As mainline youth ministry begins to professionalize and catch up with the Evangelicals, one of the key points of tension is going to be that we have to figure out what we're doing. I don't mean that we need to learn how not to be inept--we actually have to sort out what the point of youth ministry is from a perspective outside of Evangelicalism. Evangelical youth ministry has largely been aimed at "conversion" and retention. That is, it has aimed to achieve assent to denominational propositions, and to integrate youth into the culture of the Church, so that they won't leave when they graduate high school. Ultimately, at least for Anglicans, that's not exactly how I see our goals. Anglican spirituality is more about joining in the "stream" of worship, liturgy, service, and community life than assent to propositional truths, so the "conversion" experience will be only one possible feature of successful youth ministry. Also, among mainliners, where there is less emphasis on the Church as the sole means of salvation, "retention" isn' t necessarily our highest goal.
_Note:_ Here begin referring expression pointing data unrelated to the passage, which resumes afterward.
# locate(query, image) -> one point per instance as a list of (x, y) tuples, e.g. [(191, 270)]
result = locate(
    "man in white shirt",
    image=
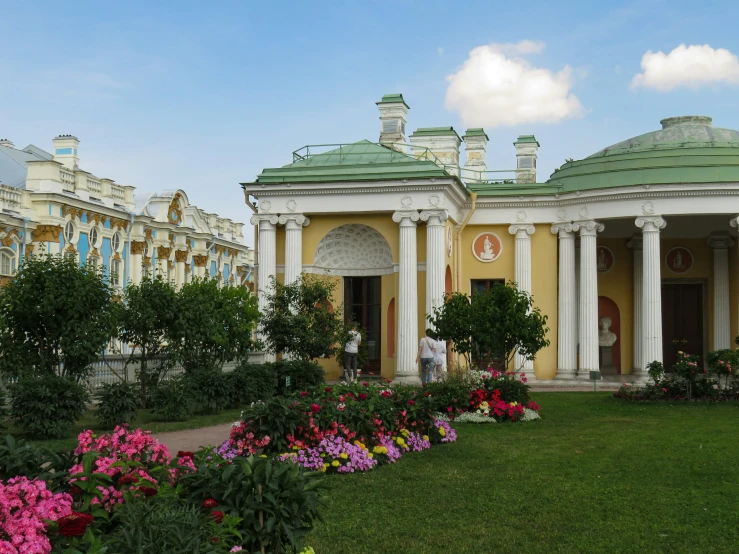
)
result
[(351, 352)]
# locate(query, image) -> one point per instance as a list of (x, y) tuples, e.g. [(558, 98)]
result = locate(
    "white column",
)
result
[(294, 224), (589, 359), (567, 303), (721, 302), (406, 368), (639, 367), (651, 289), (267, 260), (522, 276), (435, 266)]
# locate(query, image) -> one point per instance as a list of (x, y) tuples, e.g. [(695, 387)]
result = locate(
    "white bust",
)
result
[(605, 336)]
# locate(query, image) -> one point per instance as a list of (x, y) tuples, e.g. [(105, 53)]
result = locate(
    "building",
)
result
[(630, 251), (49, 204)]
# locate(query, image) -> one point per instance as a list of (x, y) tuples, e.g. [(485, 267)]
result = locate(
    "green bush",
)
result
[(18, 459), (276, 501), (47, 406), (255, 382), (208, 390), (118, 404), (171, 399), (303, 375)]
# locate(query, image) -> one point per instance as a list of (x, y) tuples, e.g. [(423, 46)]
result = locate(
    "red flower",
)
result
[(74, 525), (128, 479), (148, 491)]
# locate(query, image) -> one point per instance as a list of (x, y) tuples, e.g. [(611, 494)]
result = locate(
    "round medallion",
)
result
[(679, 259), (487, 247), (604, 258)]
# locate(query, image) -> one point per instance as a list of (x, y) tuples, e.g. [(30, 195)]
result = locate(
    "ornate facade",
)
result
[(49, 204), (631, 252)]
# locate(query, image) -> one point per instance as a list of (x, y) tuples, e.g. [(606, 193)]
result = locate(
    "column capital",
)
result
[(294, 220), (434, 217), (406, 218), (636, 242), (563, 228), (650, 224), (588, 227), (720, 241), (268, 219), (522, 230)]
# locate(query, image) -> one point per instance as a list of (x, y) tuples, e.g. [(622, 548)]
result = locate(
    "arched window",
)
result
[(6, 264)]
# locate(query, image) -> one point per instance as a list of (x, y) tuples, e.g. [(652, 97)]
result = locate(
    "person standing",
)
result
[(426, 355), (439, 359), (351, 353)]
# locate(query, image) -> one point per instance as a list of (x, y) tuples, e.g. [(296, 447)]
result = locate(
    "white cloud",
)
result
[(497, 87), (689, 66)]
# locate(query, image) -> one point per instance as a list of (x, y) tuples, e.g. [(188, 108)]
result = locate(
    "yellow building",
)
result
[(630, 251)]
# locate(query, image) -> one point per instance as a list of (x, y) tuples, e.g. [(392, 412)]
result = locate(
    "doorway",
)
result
[(362, 303), (682, 320)]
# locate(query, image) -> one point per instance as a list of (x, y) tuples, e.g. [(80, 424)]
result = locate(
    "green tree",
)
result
[(501, 320), (214, 325), (298, 320), (56, 317), (147, 318)]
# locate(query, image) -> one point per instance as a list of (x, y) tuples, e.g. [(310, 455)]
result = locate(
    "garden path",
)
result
[(192, 439)]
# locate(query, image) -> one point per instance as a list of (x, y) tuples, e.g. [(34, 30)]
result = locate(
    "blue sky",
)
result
[(202, 96)]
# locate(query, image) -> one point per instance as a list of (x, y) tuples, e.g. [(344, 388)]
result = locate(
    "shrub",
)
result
[(18, 458), (118, 404), (256, 382), (277, 501), (208, 390), (303, 375), (47, 406), (171, 399)]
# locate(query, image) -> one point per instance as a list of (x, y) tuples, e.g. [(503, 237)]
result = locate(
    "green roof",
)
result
[(435, 132), (360, 161), (477, 132), (523, 139), (686, 150), (393, 99)]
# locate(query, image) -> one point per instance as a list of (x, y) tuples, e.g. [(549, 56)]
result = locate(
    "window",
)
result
[(6, 264), (115, 271), (69, 232), (94, 236)]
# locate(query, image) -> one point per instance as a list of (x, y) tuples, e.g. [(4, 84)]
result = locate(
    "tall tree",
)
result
[(56, 317), (299, 321)]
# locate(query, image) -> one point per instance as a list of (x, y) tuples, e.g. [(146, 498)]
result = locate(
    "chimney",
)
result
[(475, 165), (393, 112), (65, 150), (527, 148), (442, 142)]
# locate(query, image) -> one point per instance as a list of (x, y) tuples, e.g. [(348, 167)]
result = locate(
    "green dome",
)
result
[(686, 150)]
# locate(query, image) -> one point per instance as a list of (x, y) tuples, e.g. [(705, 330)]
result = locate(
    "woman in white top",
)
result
[(426, 350), (439, 360)]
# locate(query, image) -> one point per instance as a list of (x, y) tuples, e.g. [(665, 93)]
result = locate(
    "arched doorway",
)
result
[(360, 255)]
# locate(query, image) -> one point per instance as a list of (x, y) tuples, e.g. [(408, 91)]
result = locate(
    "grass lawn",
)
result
[(594, 475), (145, 420)]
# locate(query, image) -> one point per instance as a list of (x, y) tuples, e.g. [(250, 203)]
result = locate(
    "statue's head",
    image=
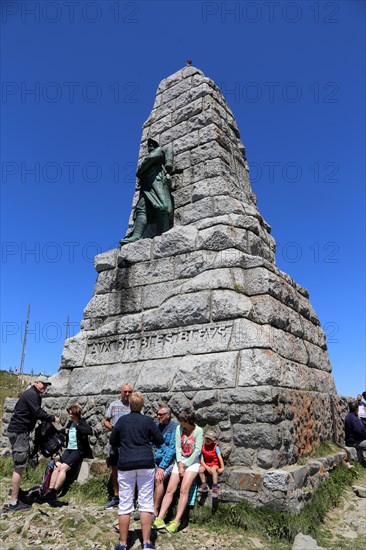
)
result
[(152, 144)]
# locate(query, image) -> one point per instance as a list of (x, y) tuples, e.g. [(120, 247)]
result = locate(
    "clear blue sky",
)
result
[(293, 75)]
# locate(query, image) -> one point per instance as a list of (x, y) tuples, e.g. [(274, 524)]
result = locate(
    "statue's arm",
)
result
[(152, 158), (169, 157)]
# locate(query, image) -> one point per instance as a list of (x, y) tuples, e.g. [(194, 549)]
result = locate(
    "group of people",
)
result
[(154, 457), (27, 411), (355, 426)]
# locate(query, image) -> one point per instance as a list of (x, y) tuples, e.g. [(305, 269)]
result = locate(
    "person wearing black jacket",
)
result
[(26, 413), (133, 434), (77, 448)]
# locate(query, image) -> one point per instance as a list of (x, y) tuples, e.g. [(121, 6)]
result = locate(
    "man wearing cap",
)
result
[(116, 409), (26, 413)]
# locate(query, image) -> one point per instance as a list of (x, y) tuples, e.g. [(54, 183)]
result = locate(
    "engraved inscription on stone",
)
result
[(120, 348)]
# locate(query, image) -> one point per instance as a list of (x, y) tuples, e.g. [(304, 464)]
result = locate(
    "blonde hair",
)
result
[(74, 409), (137, 401)]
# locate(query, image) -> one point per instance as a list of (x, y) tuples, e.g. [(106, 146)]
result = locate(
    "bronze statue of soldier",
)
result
[(155, 202)]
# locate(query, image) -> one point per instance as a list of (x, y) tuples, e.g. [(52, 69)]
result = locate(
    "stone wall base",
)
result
[(285, 489)]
People will come and go--some will connect strongly to our tradition and stick with us through life, and some won't. I see it as the essence of our goal to minister to those who pass through our doors, to invite them into the "stream", and to serve them any way we can.

In terms of method, mainliners have a catechetical history to draw upon--we've got confirmation programs, and a tradition of training up our youth by teaching them the key features of the faith and involving them in our liturgies and ministry. However, I think we're going to have to rethink those traditions as well, and come up with a different model--undoubtedly one of the reasons Evangelical youth ministries have flourished is b/c youth and families have left the mainline churches where the old catechetical models weren't working, or were deemed too boring. I've seen it in my own situation, and historical statistical data supports it. (Those models still exist as dinosaurs in most of our churches it seems, but certainly aren't flourishing in a populist sense.) These old methods in fact have their history in a loyalist culture that doesn't exist anymore, and in an institutional church model that has largely passed away.

I honestly think we can learn a lot from Evangelicals in terms of method. In the mainline, we tend to be pretty dry when it comes to youth programming, focusing on instruction and acolyting as the be-all end-all of youth ministry. I think that the Evangelicals have been both practically and theologically astute in focusing on fun, freedom and community in youth ministry, along with the integrating youth into worship, service and the beliefs of the the denomination. My impression is that as mainliners we feel a little bit like sellouts if our kids are having a lot of fun--religious training is supposed to be disciplined, deep, and moving, right, not messy, fun or out of control? In taking this approach, we've basically not allowed our youth to form the sort of relationships that keep them in the Church as they get older, along with teaching them the lesson that Church is a place for the severe and the disciplined. Thought of liturgically, we often emphasize the "sermon" aspect of worship to the extreme in youth ministry, and generally cut out "the peace" and "the Eucharist". In so doing, we create barriers for youth to feel welcome in our Churches, and we ultimately cut out some of the most important avenues for learning and acculturation into the Church.